States Look for Alternatives in Face of Rising Correctional Budgets

WASHINGTON — Faced with increasing inmate populations, lawmakers across the United States are exploring measures beyond prison expansion in order to reduce incarceration and recidivism rates.

Prison construction and expansion still abounds as states, such as Califor-nia, concentrate efforts to reduce prison overcrowding by expanding system capacity through the addition of new beds. However, as already overcrowded correctional systems struggle to keep pace with inmate populations, state legislators are increasingly looking at alternatives to new prison projects.

The escalating costs of correctional systems are pushing states, including Kansas and Texas , to explore reducing recidivism rates through the implementation of rehabilitation programs.

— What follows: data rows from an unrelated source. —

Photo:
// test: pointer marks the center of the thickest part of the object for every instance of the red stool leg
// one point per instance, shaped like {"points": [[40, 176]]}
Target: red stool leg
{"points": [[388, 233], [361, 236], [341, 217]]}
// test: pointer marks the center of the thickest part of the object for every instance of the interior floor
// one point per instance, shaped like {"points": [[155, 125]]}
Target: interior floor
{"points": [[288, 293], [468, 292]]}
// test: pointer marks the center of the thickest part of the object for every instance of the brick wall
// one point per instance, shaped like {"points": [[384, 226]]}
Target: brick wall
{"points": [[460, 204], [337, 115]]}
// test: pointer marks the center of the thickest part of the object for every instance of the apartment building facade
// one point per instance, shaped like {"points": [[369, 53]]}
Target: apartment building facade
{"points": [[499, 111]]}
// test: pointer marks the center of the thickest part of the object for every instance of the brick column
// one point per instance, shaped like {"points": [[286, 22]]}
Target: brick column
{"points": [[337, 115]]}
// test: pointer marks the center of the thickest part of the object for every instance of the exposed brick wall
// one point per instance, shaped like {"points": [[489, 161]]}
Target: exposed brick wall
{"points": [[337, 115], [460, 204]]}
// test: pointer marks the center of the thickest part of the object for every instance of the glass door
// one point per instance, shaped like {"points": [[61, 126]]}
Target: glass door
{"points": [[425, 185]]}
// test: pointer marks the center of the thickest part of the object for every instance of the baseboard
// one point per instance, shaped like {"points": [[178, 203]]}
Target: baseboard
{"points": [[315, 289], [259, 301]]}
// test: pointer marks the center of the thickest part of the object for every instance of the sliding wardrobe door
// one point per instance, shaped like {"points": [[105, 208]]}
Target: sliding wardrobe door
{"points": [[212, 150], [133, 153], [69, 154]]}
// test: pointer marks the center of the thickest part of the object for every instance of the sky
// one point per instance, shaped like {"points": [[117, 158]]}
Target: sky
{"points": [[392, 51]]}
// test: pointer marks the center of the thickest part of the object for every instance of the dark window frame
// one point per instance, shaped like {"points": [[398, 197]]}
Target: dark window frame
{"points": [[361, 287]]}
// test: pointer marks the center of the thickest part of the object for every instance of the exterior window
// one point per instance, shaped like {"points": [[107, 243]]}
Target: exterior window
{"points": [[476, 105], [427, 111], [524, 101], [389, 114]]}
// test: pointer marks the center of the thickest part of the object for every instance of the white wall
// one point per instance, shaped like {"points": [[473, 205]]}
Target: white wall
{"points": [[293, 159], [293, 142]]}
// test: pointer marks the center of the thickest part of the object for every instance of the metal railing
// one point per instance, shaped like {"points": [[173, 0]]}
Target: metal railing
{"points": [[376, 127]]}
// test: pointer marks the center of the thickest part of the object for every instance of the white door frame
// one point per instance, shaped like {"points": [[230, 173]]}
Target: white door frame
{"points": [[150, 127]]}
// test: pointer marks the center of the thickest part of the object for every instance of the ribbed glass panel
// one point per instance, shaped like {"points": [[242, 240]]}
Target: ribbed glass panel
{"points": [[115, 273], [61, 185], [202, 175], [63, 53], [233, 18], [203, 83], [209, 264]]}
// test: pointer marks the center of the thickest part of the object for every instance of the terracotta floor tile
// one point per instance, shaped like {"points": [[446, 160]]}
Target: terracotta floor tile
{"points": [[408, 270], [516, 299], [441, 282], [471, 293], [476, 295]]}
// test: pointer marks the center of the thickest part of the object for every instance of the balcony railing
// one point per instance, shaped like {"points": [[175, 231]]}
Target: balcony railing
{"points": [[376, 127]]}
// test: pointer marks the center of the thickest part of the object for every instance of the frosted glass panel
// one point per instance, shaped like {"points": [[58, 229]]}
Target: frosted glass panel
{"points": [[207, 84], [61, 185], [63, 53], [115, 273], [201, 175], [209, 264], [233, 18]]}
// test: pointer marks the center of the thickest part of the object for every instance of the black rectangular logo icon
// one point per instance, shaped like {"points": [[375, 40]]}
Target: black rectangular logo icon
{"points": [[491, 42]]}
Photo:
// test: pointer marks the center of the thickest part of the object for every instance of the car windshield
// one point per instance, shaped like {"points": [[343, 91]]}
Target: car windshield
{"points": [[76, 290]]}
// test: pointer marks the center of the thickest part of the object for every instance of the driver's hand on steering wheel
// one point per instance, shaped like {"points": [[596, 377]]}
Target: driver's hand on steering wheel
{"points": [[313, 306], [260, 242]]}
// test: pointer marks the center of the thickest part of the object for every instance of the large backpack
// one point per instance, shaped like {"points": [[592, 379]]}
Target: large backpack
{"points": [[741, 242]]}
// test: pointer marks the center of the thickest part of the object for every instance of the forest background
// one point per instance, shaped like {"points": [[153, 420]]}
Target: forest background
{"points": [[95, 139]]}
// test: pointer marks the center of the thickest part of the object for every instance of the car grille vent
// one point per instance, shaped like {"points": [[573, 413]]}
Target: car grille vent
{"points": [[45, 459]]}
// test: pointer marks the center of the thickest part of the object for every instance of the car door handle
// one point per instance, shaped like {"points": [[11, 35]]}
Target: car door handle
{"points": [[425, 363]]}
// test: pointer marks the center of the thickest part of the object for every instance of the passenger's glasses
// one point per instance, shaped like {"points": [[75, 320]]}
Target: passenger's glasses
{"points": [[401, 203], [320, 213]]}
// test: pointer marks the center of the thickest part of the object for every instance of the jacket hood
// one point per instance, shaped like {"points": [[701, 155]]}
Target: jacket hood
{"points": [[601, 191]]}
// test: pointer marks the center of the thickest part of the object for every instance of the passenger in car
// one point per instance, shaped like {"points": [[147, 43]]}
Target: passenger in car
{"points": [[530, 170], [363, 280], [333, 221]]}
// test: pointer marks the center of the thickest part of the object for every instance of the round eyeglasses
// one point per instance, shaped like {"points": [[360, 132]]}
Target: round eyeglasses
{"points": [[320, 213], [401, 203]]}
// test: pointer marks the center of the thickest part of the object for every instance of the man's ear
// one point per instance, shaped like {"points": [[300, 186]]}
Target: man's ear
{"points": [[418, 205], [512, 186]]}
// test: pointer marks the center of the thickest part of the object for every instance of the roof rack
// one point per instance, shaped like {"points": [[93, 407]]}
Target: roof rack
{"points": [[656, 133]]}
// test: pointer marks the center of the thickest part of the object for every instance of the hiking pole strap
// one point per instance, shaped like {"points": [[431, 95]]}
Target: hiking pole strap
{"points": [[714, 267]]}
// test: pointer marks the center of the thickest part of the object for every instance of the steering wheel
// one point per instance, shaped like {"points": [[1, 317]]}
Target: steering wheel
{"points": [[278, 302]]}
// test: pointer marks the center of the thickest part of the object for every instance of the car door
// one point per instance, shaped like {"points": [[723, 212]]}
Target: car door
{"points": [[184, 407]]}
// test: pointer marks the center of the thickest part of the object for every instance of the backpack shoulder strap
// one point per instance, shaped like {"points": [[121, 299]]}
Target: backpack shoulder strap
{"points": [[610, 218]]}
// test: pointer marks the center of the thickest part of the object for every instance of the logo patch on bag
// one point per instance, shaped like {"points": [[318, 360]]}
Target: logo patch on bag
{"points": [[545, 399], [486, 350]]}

In May, Kansas Gov. Kathleen Sebelius approved a $4.4 million recidivism reduction plan that provides financial incentives to community correctional systems for reducing inmate admissions associated with technical violations of parole and probation. In order to be eligible for the state grants, authorities must cut recidivism rates by at least 20 percent, officials say.

The initiative permits low-risk inmates to win reductions to their sentences by participating in education and counseling programs. The early release initiative would cut sentences by several months for the completion of a program that lowers an inmate’s chances of returning to prison, officials say. Other states, including Michigan , have instituted similar good-time credit and work-release initiatives.

The Texas Legislature recently approved a plan that could divert thousands of inmates from prisons to treatment facilities and rehabilitation programs. The plan provides treatment facilities for 5,700 more inmates and adds space for 2,700 more inmates in prison and jail treatment programs.

The plan, which awaits approval from Gov. Rick Perry, includes a new 500-bed facility for those convicted of DWI/DUI offenses, who often have substance-abuse problems, but would otherwise receive little treatment while incarcerated, officials say.

Texas legislators also included a diversion initiative that would send first-time parole violators to short-term or intermediate facilities rather than back to prison.

Some states are considering an overhaul of sentencing, probation and parole guidelines, which could reduce incarceration rates for minor crimes or technical parole and probation violations.

Nevada recently reconvened a commission to review and make recommendations on changing the state’s sentencing laws to reduce prison overcrowding. More than 20 states have revised their sentencing laws since 2004.